# Fridge Burner for 1990 Mercedes Hymer S550.



## listerdiesel (Aug 3, 2012)

One of our own Forum guys has a Hymer MH and his fridge burner has packed up (according to local repair guy)

Can anyone advise which model the fridge is likely to be?

I'd guess at Electrolux/Dometic, but might be something else.

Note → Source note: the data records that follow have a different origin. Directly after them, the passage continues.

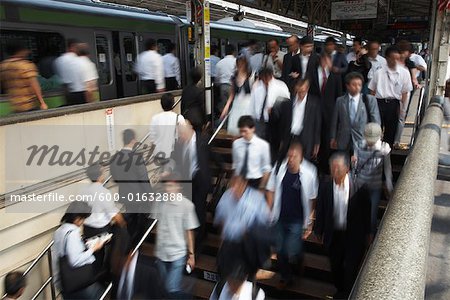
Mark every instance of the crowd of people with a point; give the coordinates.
(310, 160)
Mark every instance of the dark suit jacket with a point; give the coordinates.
(280, 123)
(129, 171)
(358, 214)
(193, 98)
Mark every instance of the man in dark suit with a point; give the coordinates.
(296, 119)
(343, 223)
(326, 85)
(287, 72)
(351, 114)
(191, 156)
(128, 170)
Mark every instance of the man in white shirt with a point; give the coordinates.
(357, 46)
(375, 59)
(251, 155)
(172, 69)
(150, 67)
(163, 127)
(276, 57)
(266, 91)
(292, 188)
(391, 85)
(342, 222)
(225, 69)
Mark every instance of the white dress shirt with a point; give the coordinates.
(298, 115)
(391, 84)
(149, 66)
(101, 201)
(341, 196)
(163, 131)
(377, 63)
(258, 161)
(225, 69)
(276, 89)
(310, 187)
(172, 67)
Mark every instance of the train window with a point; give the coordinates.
(103, 60)
(163, 45)
(45, 47)
(130, 57)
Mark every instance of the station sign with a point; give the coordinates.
(354, 10)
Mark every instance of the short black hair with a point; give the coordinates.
(150, 44)
(196, 75)
(330, 39)
(246, 121)
(15, 46)
(357, 40)
(171, 47)
(128, 135)
(353, 75)
(14, 282)
(94, 172)
(76, 209)
(306, 40)
(390, 50)
(167, 101)
(340, 155)
(229, 49)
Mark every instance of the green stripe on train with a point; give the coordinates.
(77, 19)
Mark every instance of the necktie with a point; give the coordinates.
(324, 81)
(244, 168)
(352, 110)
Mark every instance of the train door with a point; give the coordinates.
(128, 54)
(106, 80)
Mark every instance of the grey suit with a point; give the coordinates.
(346, 134)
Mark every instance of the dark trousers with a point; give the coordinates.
(75, 98)
(148, 86)
(345, 259)
(389, 112)
(171, 84)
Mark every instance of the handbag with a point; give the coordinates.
(74, 278)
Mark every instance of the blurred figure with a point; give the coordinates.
(150, 67)
(276, 57)
(343, 223)
(172, 71)
(356, 48)
(175, 237)
(19, 78)
(288, 68)
(251, 155)
(265, 92)
(239, 101)
(163, 127)
(292, 190)
(103, 217)
(371, 161)
(352, 112)
(69, 250)
(376, 60)
(89, 71)
(296, 119)
(339, 61)
(391, 85)
(193, 96)
(225, 69)
(15, 285)
(128, 170)
(327, 85)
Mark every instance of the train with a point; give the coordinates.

Thanks for any assistance.

Peter


----------



## steco1958 (Mar 5, 2009)

listerdiesel said:


> One of our own Forum guys has a Hymer MH and his fridge burner has packed up (according to local repair guy)
> 
> Can anyone advise which model the fridge is likely to be?
> 
> ...


Does it not say on the actual fridge ?


----------



## listerdiesel (Aug 3, 2012)

Probably, but he is not a technical guy when it comes to such things  

I've told him to have a look for the label inside the fridge.

Peter


----------



## JockandRita (Jun 1, 2005)

listerdiesel said:


> Probably, but he is not a technical guy when it comes to such things
> 
> I've told him to have a look for the label inside the fridge.
> 
> Peter


Hi Peter,

He'll need to check that label you referred him to, as he'll need the model and serial number for ordering spares. I get my fridge spares mail order through Ashbridge Domestic Supplies. Ordered on the Monday, delivered on the Tuesday afternoon, and fitted by the Wednesday morning. :thumbright:

They are members on here, although not active on the forums.

Cheers,

Jock.


----------



## NigeT (Sep 22, 2010)

Try Malcolm Rode 07973440235 ex Electrolux and very good, he's in the Midlands. Did ours no problems.


----------



## listerdiesel (Aug 3, 2012)

Cheers, guys, I've passed that on.

Peter


----------